It was December 15th, 2000. Hollywood was on a roll with raunchy comedies. American Pie had come out the year before, shocking audiences with its vulgarity and ushering prepubescent boys into manhood. The year 2000 brought us Road Trip and Scary Movie, and then, right before the end of the year, we got Dude, Where’s My Car.
The comedy/sci-fi was written by Philip Stark and directed by Danny Leiner, who later went on to direct Harold and Kumar Go to White Castle.
The film starred Ashton Kutcher and Seann William Scott, with a supporting cast that included Jennifer Garner, Marla Sokoloff, Kristy Swanson, Hal Sparks, and Mary Lynn Rajskub. The movie felt like an early version of The Hangover—a film that would eventually become the highest-grossing R-rated comedy of its time.
The movie sparked a wave of pop culture moments in the years that followed: everyone wanted those Adidas jumpsuits, people got the tattoos, and then there were the ostriches. Or llamas. That summer, I went on vacation to Maine and discovered an ostrich farm right outside the supermarket. Naturally, we started calling them llamas and got a good laugh out of it. For anyone who hadn’t seen the movie, we just looked like people who didn’t know basic animals.
This post includes major spoilers, but let’s be honest—it’s been over two decades. The movie follows two stoners who wake up one morning and realize they can’t find their car, dude. Using clues, they retrace their steps from the night before, which somehow leads them to saving the world.
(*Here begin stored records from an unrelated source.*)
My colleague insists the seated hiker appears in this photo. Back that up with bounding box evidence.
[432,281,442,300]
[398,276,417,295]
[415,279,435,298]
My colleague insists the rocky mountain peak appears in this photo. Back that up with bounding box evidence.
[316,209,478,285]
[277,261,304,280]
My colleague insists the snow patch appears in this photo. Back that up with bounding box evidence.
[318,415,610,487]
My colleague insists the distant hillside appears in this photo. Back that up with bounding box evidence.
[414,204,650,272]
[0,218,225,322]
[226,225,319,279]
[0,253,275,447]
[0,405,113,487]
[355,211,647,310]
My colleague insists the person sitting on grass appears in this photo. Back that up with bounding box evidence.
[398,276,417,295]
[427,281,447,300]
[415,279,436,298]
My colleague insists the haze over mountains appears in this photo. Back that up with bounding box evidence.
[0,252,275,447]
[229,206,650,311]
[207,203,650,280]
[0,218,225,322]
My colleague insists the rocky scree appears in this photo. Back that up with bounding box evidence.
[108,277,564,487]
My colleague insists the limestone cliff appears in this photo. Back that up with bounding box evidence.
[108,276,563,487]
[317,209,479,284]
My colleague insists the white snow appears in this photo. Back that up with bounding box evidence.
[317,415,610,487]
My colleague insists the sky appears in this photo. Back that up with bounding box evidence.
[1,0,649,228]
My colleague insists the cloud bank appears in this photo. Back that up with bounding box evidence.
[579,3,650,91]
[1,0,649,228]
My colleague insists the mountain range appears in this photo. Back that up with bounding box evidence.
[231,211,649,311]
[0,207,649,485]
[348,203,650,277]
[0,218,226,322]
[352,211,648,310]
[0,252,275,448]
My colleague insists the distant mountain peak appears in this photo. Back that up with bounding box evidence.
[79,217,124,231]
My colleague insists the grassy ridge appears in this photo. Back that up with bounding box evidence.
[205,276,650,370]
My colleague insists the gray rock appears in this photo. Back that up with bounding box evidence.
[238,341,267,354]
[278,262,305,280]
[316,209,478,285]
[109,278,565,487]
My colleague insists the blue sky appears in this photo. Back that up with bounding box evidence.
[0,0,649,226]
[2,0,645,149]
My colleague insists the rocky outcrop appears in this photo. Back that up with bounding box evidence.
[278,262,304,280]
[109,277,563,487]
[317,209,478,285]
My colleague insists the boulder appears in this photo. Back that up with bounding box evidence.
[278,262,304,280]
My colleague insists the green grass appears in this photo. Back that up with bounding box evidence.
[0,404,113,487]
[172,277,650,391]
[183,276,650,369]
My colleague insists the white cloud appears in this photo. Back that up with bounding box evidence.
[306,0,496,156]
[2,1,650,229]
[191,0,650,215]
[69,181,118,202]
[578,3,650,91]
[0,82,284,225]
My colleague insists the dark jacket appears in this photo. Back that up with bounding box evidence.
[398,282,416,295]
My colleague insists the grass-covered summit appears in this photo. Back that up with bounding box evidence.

Early in the movie, Chester is watching Animal Planet and learns a fun fact about monkeys.
Their day is packed with ridiculous encounters: European bodybuilders, supermodel-like women in tight leather outfits, and everyone keeps asking them for the continuum transfunctioner. Jesse and Chester have no idea who to trust. Turns out, it’s the Nordic dudes who were sent to Earth to save it from the “super hot alien chicks.”
The climax of the movie takes place at an entertainment center, where the aliens square off against one another. As it turns out, Chester had the continuum transfunctioner the whole time—in the form of a Rubik’s Cube. Once solved, the device becomes a bomb that could destroy Earth—unless Chester can diffuse it. In a moment of panic, Chester remembers the Animal Planet documentary from that morning. It talked about how “chimpanzees often use crude sticks as tools.” So, he grabs a straw and defuses the bomb!
I can’t tell you how much this advice has helped me in real life. If I need to retrieve something stuck under the couch or press one of those impossible-to-reach buttons on an electronic device, this technique always comes through.
I’ve passed this lesson on to my son and others over the years.
It wasn’t “Life moves pretty fast. If you don’t stop and look around once in a while, you could miss it.” from Ferris Bueller’s Day Off. It wasn’t “Life is like a box of chocolates. You never know what you’re gonna get.” from Forrest Gump. It was “Chimpanzees often use sticks as crude tools” from Dude, Where’s My Car that taught me life’s greatest lesson.
Who knew that 20 years later, I’d still be using a piece of advice that a stoner learned from a monkey—and used to save the world?